As you might have surmised from one of my earlier tweets, the reason I reacted so viscerally to this information is that I feel like I’ve been punished for acting “rationally” all this time. In avoiding thinking I believed to be “fallacious”–by avoiding low-hit-chance abilities, by behaving as if I was rolling dice, by avoiding low-hit-chance abilities in most of my builds, I’ve apparently been punishing myself.

How I see it, there are two ways to make the tooltip of Demolish match its behavior. They could give us either the completely unpredictable behavior of the coin flip–or they can raise the lowest base chance to be greater than 50%. Loss-streak prevention is incompatible with a 50% base chance to hit.

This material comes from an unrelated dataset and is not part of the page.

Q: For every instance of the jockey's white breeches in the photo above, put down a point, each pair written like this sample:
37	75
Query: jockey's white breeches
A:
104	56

I for one would like the former–I would rather live (and, yes, game) in a predictable world, governed by the laws of probability I learned when I was 11: A world where, yes, the “random number” has a tiny chance of being nine forever. I would prefer a game system that can be understood, theorycrafted, even emulated & duplicated outside the actual engine, even if it occasionally just totally screws me over, to a game system where some “benevolent” force is so concerned about my “fun” that the gambler’s fallacy is actually enforced. Knowing that somebody out there is on my side just lessens my sense of accomplishment and joy. Luck is a drug; being given presents can get kind of boring.